Oscar Alpa, titular del CIN, alertó sobre la gravedad extrema de la situación, subrayando que la autarquía y la autonomía de las casas de estudio dependen directamente de una partida presupuestaria que lleva dos años sin actualizarse. La ley vetada por el Presidente era una respuesta a este desfinanciamiento, al prever una recomposición salarial acorde a la inflación y una actualización de fondos para infraestructura y becas.

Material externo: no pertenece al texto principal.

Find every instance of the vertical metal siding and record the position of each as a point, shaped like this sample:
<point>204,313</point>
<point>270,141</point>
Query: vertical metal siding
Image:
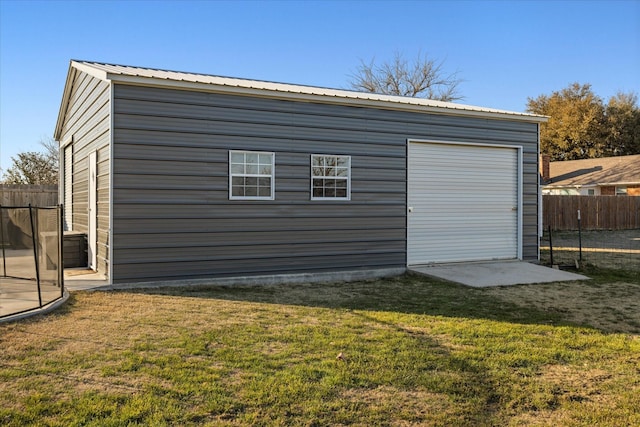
<point>171,213</point>
<point>67,187</point>
<point>87,121</point>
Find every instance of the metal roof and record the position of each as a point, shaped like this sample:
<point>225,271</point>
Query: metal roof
<point>203,82</point>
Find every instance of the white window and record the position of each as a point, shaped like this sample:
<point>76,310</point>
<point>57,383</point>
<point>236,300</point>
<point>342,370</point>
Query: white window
<point>330,177</point>
<point>251,175</point>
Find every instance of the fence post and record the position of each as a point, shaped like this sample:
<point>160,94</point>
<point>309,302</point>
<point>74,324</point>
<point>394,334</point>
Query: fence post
<point>61,249</point>
<point>35,254</point>
<point>550,246</point>
<point>4,257</point>
<point>580,236</point>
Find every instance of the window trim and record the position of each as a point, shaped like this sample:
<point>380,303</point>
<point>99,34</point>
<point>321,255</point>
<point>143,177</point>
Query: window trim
<point>347,178</point>
<point>244,175</point>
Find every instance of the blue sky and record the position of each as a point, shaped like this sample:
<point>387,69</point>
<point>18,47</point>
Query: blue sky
<point>504,51</point>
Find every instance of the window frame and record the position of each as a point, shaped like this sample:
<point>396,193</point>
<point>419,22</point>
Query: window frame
<point>232,174</point>
<point>324,177</point>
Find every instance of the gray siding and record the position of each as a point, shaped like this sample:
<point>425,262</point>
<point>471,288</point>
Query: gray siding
<point>87,120</point>
<point>172,216</point>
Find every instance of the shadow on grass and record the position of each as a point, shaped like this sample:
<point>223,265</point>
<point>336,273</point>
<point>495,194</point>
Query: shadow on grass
<point>409,293</point>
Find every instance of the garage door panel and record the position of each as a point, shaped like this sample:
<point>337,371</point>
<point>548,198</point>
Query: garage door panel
<point>462,199</point>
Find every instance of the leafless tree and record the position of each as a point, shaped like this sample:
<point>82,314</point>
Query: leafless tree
<point>424,78</point>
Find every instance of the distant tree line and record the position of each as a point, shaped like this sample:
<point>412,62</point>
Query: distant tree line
<point>581,125</point>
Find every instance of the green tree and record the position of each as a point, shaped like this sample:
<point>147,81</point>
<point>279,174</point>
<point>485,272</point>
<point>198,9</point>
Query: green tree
<point>623,124</point>
<point>34,167</point>
<point>581,126</point>
<point>422,78</point>
<point>575,129</point>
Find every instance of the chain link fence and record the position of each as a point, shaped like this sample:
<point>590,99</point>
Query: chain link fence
<point>31,270</point>
<point>616,249</point>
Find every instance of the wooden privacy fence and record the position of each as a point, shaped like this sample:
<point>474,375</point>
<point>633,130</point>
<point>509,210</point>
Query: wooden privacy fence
<point>596,212</point>
<point>23,195</point>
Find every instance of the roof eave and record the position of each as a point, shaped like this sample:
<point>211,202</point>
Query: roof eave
<point>74,68</point>
<point>308,97</point>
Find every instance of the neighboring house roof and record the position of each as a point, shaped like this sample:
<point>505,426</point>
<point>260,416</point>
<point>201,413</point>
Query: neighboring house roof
<point>193,81</point>
<point>622,170</point>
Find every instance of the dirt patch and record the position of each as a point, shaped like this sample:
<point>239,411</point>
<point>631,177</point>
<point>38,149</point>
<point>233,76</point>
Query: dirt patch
<point>581,302</point>
<point>602,248</point>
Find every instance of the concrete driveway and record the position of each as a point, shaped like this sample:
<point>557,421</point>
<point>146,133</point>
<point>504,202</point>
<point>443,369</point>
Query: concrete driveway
<point>495,273</point>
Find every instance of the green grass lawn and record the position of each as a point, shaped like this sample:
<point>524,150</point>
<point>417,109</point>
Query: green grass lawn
<point>415,351</point>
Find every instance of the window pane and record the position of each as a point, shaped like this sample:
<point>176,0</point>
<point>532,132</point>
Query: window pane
<point>265,170</point>
<point>265,159</point>
<point>237,157</point>
<point>264,191</point>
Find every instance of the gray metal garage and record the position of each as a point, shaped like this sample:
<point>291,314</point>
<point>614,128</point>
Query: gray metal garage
<point>176,175</point>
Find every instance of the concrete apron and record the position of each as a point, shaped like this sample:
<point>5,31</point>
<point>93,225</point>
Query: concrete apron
<point>495,273</point>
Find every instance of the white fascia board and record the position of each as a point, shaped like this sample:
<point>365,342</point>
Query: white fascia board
<point>92,71</point>
<point>66,93</point>
<point>329,98</point>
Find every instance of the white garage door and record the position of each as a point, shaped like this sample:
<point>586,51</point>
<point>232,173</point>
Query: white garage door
<point>463,203</point>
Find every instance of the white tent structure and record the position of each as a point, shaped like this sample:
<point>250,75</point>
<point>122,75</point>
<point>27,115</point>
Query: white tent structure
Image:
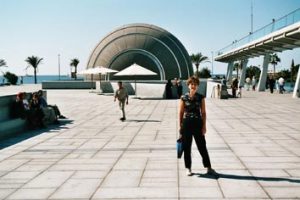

En un gesto de unidad, la protesta universitaria se fundió con la de médicos, enfermeros y personal del Hospital Garrahan y otros centros de salud pediátrica, quienes también ven cómo el veto presidencial frustra una ley de emergencia destinada a detener el vaciamiento de sus instituciones. Alejandro Lipcovich, representante de los trabajadores del Garrahan, tildó la medida de Milei de “recurso desesperado de un Gobierno en crisis” y destacó la urgencia de la recomposición salarial para frenar las renuncias masivas del personal. El nosocomio inició un paro que se extenderá hasta el domingo y se reanudará el miércoles, en apoyo a la marcha nacional.
La respuesta oficial a las demandas no se hizo esperar, aunque tomó un cariz inesperado. El Ministerio de Capital Humano, a cargo de Sandra Pettovello, anunció la presentación de una denuncia penal contra las autoridades de la Universidad de Buenos Aires (UBA). El fundamento de la acusación radica en haber publicado en la portada de su sitio web la leyenda “no al veto”, lo que el Gobierno interpreta como una utilización partidista y un bloqueo indebido del acceso al portal. Horas antes de esta denuncia, el rector Ricardo Gelpi había advertido que la UBA funciona en “estado crítico” y que implementará un plan de restricción de gastos para poder finalizar el año.
Milei justificó los vetos alegando la necesidad de “preservar el equilibrio fiscal”, en línea con su discurso de desmantelamiento del Estado. Sin embargo, para los miles que marcharon este viernes, la medida profundiza un ajuste que ya ha generado un daño estructural, setting the stage para una semana de alta tensión social y política.